Decíamos el otro día que la desigualdad de rentas no se limita a la lucha entre ricos y pobres, o al reparto del pastel entre ellos. La desigualdad de rentas deprime la demanda, pero en el caso de España hay otero factor: la desigualdad de rentas entre jóvenes y viejos.
El problema de España no es sólo que los sueldos hayan disminuido y se hayan reducido también drásticamente las oportunidades laborales, sino también que la mayor parte del peso de la crisis y sus consecuencias ha recaído sobre los más jóvenes.
Todos conocemos algún caso en el que, tras jubilarse un trabajador que cobraba mil ochocientos euros ha sido sustituido por un joven que cobra ochocientos, y eso si no prefieren contratar a un becario o absolutamente a nadie.
El paro juvenil en España supera ampliamente el 50% y eso no hay economía que lo resista. ¿Por qué? Porque a medida que la gente envejece reduce su demanda. Las personas de sesenta años no suelen tener hijos, compran casas en mucha menor medida, se casan en menor medida, firman hipotecas en menor medida, amueblan, cambian cortinas y cambian de vacaciones en mucha, muchísima menor medida.
La tragedia que tenemos en España es que los que todavía cobran un sueldo digno no tienen deseo de gastarlo, y los que les gustaría gastarlo porque tienen que hacer su vida y construir su futuro, reciben salarios de miseria o están directamente en el paro.
La lucha generacional es de tal calibre, que ya hay varios sectores, bastantes en realidad, en el que el salario medio de los trabajadores activos es sensiblemente menor que el de los jubilados.

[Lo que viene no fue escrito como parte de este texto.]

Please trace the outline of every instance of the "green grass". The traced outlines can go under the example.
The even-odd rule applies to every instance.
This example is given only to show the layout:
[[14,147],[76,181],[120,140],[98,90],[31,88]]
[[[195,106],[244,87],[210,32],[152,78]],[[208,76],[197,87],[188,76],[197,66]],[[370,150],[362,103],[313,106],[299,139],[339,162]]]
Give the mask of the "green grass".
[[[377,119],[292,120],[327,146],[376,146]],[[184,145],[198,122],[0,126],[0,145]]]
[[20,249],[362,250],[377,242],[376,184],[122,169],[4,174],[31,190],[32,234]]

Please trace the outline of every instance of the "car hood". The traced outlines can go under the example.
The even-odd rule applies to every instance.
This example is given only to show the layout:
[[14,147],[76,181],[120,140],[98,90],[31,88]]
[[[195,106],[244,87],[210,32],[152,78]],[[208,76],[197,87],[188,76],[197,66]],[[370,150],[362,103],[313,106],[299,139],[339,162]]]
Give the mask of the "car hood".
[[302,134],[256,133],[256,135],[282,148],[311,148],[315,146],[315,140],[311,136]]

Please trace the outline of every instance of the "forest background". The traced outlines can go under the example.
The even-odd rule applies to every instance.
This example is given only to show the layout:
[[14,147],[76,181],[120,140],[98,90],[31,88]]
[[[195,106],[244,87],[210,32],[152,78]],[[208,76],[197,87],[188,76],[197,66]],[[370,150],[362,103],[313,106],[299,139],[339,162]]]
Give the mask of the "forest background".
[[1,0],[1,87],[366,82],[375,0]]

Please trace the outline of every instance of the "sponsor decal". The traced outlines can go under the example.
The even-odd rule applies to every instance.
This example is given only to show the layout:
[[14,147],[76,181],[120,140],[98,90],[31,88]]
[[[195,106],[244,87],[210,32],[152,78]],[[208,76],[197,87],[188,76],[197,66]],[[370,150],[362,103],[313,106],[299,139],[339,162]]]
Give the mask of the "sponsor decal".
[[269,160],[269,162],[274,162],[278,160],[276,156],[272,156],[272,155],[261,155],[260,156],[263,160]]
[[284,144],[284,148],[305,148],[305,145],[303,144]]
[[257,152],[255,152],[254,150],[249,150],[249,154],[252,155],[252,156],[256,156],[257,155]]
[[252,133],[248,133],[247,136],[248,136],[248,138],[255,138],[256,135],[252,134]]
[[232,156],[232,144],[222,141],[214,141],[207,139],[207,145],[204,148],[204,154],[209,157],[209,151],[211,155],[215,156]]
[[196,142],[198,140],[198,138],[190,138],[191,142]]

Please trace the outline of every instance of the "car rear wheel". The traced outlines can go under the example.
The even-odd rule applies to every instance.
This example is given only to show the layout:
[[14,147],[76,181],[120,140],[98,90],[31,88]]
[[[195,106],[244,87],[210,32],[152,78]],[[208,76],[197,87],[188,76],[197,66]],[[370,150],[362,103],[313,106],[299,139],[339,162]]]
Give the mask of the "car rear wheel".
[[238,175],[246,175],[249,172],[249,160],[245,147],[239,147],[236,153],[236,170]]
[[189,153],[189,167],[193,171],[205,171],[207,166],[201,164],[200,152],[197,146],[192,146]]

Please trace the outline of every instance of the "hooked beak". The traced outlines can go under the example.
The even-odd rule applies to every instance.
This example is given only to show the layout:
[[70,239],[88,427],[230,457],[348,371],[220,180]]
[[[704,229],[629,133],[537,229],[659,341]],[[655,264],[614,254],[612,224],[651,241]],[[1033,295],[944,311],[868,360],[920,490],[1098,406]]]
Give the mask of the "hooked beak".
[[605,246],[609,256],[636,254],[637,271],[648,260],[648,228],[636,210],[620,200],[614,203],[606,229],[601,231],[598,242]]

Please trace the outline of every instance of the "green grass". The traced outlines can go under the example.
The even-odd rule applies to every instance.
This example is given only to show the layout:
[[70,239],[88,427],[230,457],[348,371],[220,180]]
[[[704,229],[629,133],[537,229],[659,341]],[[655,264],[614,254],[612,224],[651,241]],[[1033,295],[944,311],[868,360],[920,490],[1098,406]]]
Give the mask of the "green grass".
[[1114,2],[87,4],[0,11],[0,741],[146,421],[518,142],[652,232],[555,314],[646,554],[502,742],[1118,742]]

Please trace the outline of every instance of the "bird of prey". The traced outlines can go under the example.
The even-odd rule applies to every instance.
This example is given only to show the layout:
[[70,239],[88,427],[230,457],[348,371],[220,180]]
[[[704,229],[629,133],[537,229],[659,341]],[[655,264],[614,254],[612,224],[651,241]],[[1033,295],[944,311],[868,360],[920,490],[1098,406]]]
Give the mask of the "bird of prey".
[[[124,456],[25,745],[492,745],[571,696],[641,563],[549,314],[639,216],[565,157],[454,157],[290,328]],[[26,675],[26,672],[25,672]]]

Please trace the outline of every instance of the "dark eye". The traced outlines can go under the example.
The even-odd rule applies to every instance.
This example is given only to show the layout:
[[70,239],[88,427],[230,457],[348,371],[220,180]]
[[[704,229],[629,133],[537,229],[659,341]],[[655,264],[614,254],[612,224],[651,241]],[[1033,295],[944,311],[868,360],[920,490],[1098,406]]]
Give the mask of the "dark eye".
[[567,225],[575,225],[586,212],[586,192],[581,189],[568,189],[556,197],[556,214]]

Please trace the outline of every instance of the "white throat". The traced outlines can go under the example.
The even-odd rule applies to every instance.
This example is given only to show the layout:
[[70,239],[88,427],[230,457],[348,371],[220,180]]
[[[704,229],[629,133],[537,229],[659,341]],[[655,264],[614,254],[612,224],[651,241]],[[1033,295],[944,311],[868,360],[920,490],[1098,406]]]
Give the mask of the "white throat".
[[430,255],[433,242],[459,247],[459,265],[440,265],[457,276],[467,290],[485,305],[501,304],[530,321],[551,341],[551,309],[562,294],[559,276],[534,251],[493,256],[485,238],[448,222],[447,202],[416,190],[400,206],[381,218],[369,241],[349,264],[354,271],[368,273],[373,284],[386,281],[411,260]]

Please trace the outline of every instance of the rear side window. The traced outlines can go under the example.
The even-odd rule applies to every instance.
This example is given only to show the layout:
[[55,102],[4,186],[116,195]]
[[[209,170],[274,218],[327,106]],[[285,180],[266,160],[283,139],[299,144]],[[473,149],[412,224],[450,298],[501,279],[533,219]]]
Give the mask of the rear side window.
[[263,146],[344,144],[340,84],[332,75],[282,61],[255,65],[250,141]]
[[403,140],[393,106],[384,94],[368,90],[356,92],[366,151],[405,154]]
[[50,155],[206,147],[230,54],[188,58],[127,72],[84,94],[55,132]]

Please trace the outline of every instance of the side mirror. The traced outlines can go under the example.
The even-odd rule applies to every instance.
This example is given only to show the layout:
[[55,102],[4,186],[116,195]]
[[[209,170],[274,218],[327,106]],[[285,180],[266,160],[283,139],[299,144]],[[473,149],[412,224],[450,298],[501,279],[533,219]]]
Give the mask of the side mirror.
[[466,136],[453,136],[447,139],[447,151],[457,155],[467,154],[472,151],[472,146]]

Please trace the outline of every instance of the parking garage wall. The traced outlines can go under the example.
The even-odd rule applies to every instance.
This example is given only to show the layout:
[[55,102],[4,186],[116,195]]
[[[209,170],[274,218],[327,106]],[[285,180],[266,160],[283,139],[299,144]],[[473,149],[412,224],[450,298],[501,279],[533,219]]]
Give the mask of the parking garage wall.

En estas condiciones, a veces celebramos que la solidaridad familiar sea tan grande en España y que afortunadamente los pensionistas puedan apoyar a sus hijos. Lo que olvidamos es que, por hermoso y solidario que eso suene, su raíz está en la profunda injusticia de una sociedad donde todas las puertas se cierran a los jóvenes, menos las de la frontera.